Field name silently cropped at 16 chars
Hi,
Consider the following example:
from ffcv.writer import DatasetWriter
from ffcv.fields import NDArrayField, FloatField, StringField, IntField
class Dummy:
def __len__(self):
return 10
def __getitem__(self, id):
return (42,)
ds = Dummy()
writer = DatasetWriter("/tmp/test.beton", {
'this_is_a_very_long_field': IntField(),
}, num_workers=2)
writer.from_indexed_dataset(ds)
loader = Loader('/tmp/test.beton', batch_size=2, num_workers=2, order=OrderOption.SEQUENTIAL)
print(list(loader.pipelines.keys())[0]) # prints 'this_is_a_very_l'
It's unclear to me if the 16 chars limit is intended (I haven't found any mention of that in the doc, but I may have missed it). If it's not, well it's a bug, and if it is, perhaps it would be appropriate to add an assert in the writer?
As it stands it's very confusing because no warning is issued, and I spent quite some time debugging an issue where my loading pipeline was not applied. I had something like pipelines = {"this_is_a_very_long_field": my_pipeline} and nothing was happening. I think this is the result of two fixable issues:
- As mentioned above, since the field name was actually shortened to "this_is_a_very_l" the pipeline didn't work. Throwing an error when trying to create a field name too long (or supporting it) fixes this issue.
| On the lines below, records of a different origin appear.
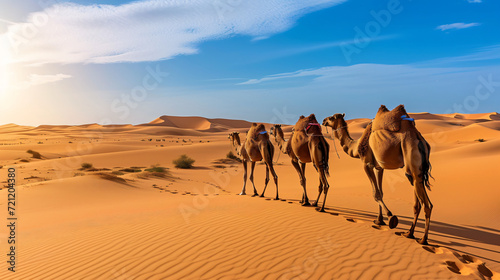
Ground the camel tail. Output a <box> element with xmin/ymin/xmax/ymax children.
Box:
<box><xmin>318</xmin><ymin>139</ymin><xmax>330</xmax><ymax>177</ymax></box>
<box><xmin>418</xmin><ymin>135</ymin><xmax>434</xmax><ymax>190</ymax></box>
<box><xmin>263</xmin><ymin>141</ymin><xmax>274</xmax><ymax>163</ymax></box>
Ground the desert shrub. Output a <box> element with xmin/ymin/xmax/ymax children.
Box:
<box><xmin>26</xmin><ymin>150</ymin><xmax>42</xmax><ymax>159</ymax></box>
<box><xmin>173</xmin><ymin>155</ymin><xmax>195</xmax><ymax>169</ymax></box>
<box><xmin>81</xmin><ymin>162</ymin><xmax>93</xmax><ymax>170</ymax></box>
<box><xmin>226</xmin><ymin>151</ymin><xmax>241</xmax><ymax>161</ymax></box>
<box><xmin>98</xmin><ymin>172</ymin><xmax>127</xmax><ymax>184</ymax></box>
<box><xmin>144</xmin><ymin>166</ymin><xmax>168</xmax><ymax>173</ymax></box>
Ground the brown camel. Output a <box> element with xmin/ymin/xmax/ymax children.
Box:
<box><xmin>229</xmin><ymin>123</ymin><xmax>279</xmax><ymax>200</ymax></box>
<box><xmin>272</xmin><ymin>114</ymin><xmax>330</xmax><ymax>212</ymax></box>
<box><xmin>323</xmin><ymin>105</ymin><xmax>432</xmax><ymax>244</ymax></box>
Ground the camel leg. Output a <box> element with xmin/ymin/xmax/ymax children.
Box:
<box><xmin>319</xmin><ymin>168</ymin><xmax>330</xmax><ymax>212</ymax></box>
<box><xmin>239</xmin><ymin>160</ymin><xmax>247</xmax><ymax>195</ymax></box>
<box><xmin>401</xmin><ymin>139</ymin><xmax>432</xmax><ymax>244</ymax></box>
<box><xmin>300</xmin><ymin>162</ymin><xmax>311</xmax><ymax>206</ymax></box>
<box><xmin>312</xmin><ymin>173</ymin><xmax>323</xmax><ymax>207</ymax></box>
<box><xmin>364</xmin><ymin>163</ymin><xmax>386</xmax><ymax>225</ymax></box>
<box><xmin>375</xmin><ymin>169</ymin><xmax>399</xmax><ymax>228</ymax></box>
<box><xmin>260</xmin><ymin>162</ymin><xmax>269</xmax><ymax>197</ymax></box>
<box><xmin>292</xmin><ymin>160</ymin><xmax>310</xmax><ymax>206</ymax></box>
<box><xmin>266</xmin><ymin>162</ymin><xmax>280</xmax><ymax>200</ymax></box>
<box><xmin>415</xmin><ymin>177</ymin><xmax>433</xmax><ymax>245</ymax></box>
<box><xmin>403</xmin><ymin>190</ymin><xmax>422</xmax><ymax>239</ymax></box>
<box><xmin>250</xmin><ymin>161</ymin><xmax>259</xmax><ymax>195</ymax></box>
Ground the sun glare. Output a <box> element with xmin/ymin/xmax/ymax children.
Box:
<box><xmin>0</xmin><ymin>36</ymin><xmax>12</xmax><ymax>96</ymax></box>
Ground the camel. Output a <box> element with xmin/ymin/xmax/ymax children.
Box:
<box><xmin>271</xmin><ymin>114</ymin><xmax>330</xmax><ymax>212</ymax></box>
<box><xmin>228</xmin><ymin>123</ymin><xmax>279</xmax><ymax>200</ymax></box>
<box><xmin>323</xmin><ymin>105</ymin><xmax>433</xmax><ymax>244</ymax></box>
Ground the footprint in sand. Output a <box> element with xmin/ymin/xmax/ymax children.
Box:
<box><xmin>345</xmin><ymin>218</ymin><xmax>363</xmax><ymax>224</ymax></box>
<box><xmin>446</xmin><ymin>261</ymin><xmax>461</xmax><ymax>274</ymax></box>
<box><xmin>477</xmin><ymin>263</ymin><xmax>493</xmax><ymax>278</ymax></box>
<box><xmin>372</xmin><ymin>225</ymin><xmax>389</xmax><ymax>231</ymax></box>
<box><xmin>445</xmin><ymin>261</ymin><xmax>474</xmax><ymax>275</ymax></box>
<box><xmin>462</xmin><ymin>255</ymin><xmax>483</xmax><ymax>264</ymax></box>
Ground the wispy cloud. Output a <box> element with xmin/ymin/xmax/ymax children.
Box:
<box><xmin>436</xmin><ymin>22</ymin><xmax>480</xmax><ymax>31</ymax></box>
<box><xmin>13</xmin><ymin>74</ymin><xmax>72</xmax><ymax>90</ymax></box>
<box><xmin>256</xmin><ymin>35</ymin><xmax>396</xmax><ymax>60</ymax></box>
<box><xmin>2</xmin><ymin>0</ymin><xmax>346</xmax><ymax>64</ymax></box>
<box><xmin>419</xmin><ymin>45</ymin><xmax>500</xmax><ymax>66</ymax></box>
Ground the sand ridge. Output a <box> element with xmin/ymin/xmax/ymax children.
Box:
<box><xmin>0</xmin><ymin>114</ymin><xmax>500</xmax><ymax>279</ymax></box>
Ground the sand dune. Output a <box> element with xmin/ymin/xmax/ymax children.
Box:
<box><xmin>0</xmin><ymin>113</ymin><xmax>500</xmax><ymax>280</ymax></box>
<box><xmin>143</xmin><ymin>116</ymin><xmax>251</xmax><ymax>132</ymax></box>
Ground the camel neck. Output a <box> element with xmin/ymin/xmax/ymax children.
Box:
<box><xmin>336</xmin><ymin>123</ymin><xmax>354</xmax><ymax>154</ymax></box>
<box><xmin>276</xmin><ymin>133</ymin><xmax>286</xmax><ymax>153</ymax></box>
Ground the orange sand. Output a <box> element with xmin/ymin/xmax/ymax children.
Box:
<box><xmin>0</xmin><ymin>113</ymin><xmax>500</xmax><ymax>279</ymax></box>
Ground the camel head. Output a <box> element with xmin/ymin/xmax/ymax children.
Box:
<box><xmin>269</xmin><ymin>124</ymin><xmax>284</xmax><ymax>138</ymax></box>
<box><xmin>323</xmin><ymin>114</ymin><xmax>347</xmax><ymax>130</ymax></box>
<box><xmin>247</xmin><ymin>123</ymin><xmax>269</xmax><ymax>142</ymax></box>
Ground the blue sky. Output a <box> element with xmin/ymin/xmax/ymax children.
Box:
<box><xmin>0</xmin><ymin>0</ymin><xmax>500</xmax><ymax>125</ymax></box>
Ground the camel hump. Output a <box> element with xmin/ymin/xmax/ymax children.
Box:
<box><xmin>295</xmin><ymin>114</ymin><xmax>321</xmax><ymax>134</ymax></box>
<box><xmin>372</xmin><ymin>105</ymin><xmax>408</xmax><ymax>132</ymax></box>
<box><xmin>248</xmin><ymin>123</ymin><xmax>267</xmax><ymax>138</ymax></box>
<box><xmin>377</xmin><ymin>105</ymin><xmax>389</xmax><ymax>113</ymax></box>
<box><xmin>307</xmin><ymin>114</ymin><xmax>318</xmax><ymax>122</ymax></box>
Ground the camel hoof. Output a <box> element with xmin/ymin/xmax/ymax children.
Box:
<box><xmin>389</xmin><ymin>216</ymin><xmax>399</xmax><ymax>229</ymax></box>
<box><xmin>417</xmin><ymin>238</ymin><xmax>429</xmax><ymax>245</ymax></box>
<box><xmin>401</xmin><ymin>232</ymin><xmax>415</xmax><ymax>239</ymax></box>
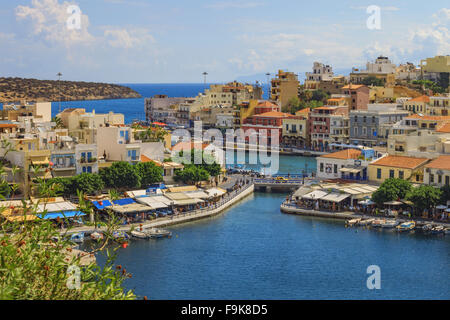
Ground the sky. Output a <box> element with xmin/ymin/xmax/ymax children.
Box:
<box><xmin>0</xmin><ymin>0</ymin><xmax>450</xmax><ymax>83</ymax></box>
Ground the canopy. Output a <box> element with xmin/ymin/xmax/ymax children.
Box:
<box><xmin>384</xmin><ymin>201</ymin><xmax>403</xmax><ymax>206</ymax></box>
<box><xmin>206</xmin><ymin>188</ymin><xmax>227</xmax><ymax>198</ymax></box>
<box><xmin>302</xmin><ymin>190</ymin><xmax>328</xmax><ymax>200</ymax></box>
<box><xmin>39</xmin><ymin>210</ymin><xmax>86</xmax><ymax>220</ymax></box>
<box><xmin>321</xmin><ymin>193</ymin><xmax>350</xmax><ymax>203</ymax></box>
<box><xmin>174</xmin><ymin>199</ymin><xmax>204</xmax><ymax>206</ymax></box>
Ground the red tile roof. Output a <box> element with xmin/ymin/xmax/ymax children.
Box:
<box><xmin>321</xmin><ymin>149</ymin><xmax>361</xmax><ymax>160</ymax></box>
<box><xmin>371</xmin><ymin>155</ymin><xmax>429</xmax><ymax>169</ymax></box>
<box><xmin>425</xmin><ymin>155</ymin><xmax>450</xmax><ymax>170</ymax></box>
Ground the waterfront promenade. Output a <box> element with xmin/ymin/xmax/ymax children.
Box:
<box><xmin>61</xmin><ymin>181</ymin><xmax>254</xmax><ymax>234</ymax></box>
<box><xmin>280</xmin><ymin>201</ymin><xmax>450</xmax><ymax>227</ymax></box>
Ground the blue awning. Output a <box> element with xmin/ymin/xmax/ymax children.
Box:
<box><xmin>92</xmin><ymin>200</ymin><xmax>112</xmax><ymax>210</ymax></box>
<box><xmin>38</xmin><ymin>211</ymin><xmax>86</xmax><ymax>220</ymax></box>
<box><xmin>113</xmin><ymin>198</ymin><xmax>136</xmax><ymax>206</ymax></box>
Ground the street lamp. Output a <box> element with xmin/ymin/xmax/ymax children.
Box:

- No warning was issued for creating a pipeline for a non-existent field. Adding a check to verify if each field used exists and issuing an error/warning otherwise would fix this issue.
Best
Hello,
This is indeed the case. FFCV file formats has a limit on the length of the field. We could definitely warn users when they use a name that is too long. Are you interested in submitting a pull request ?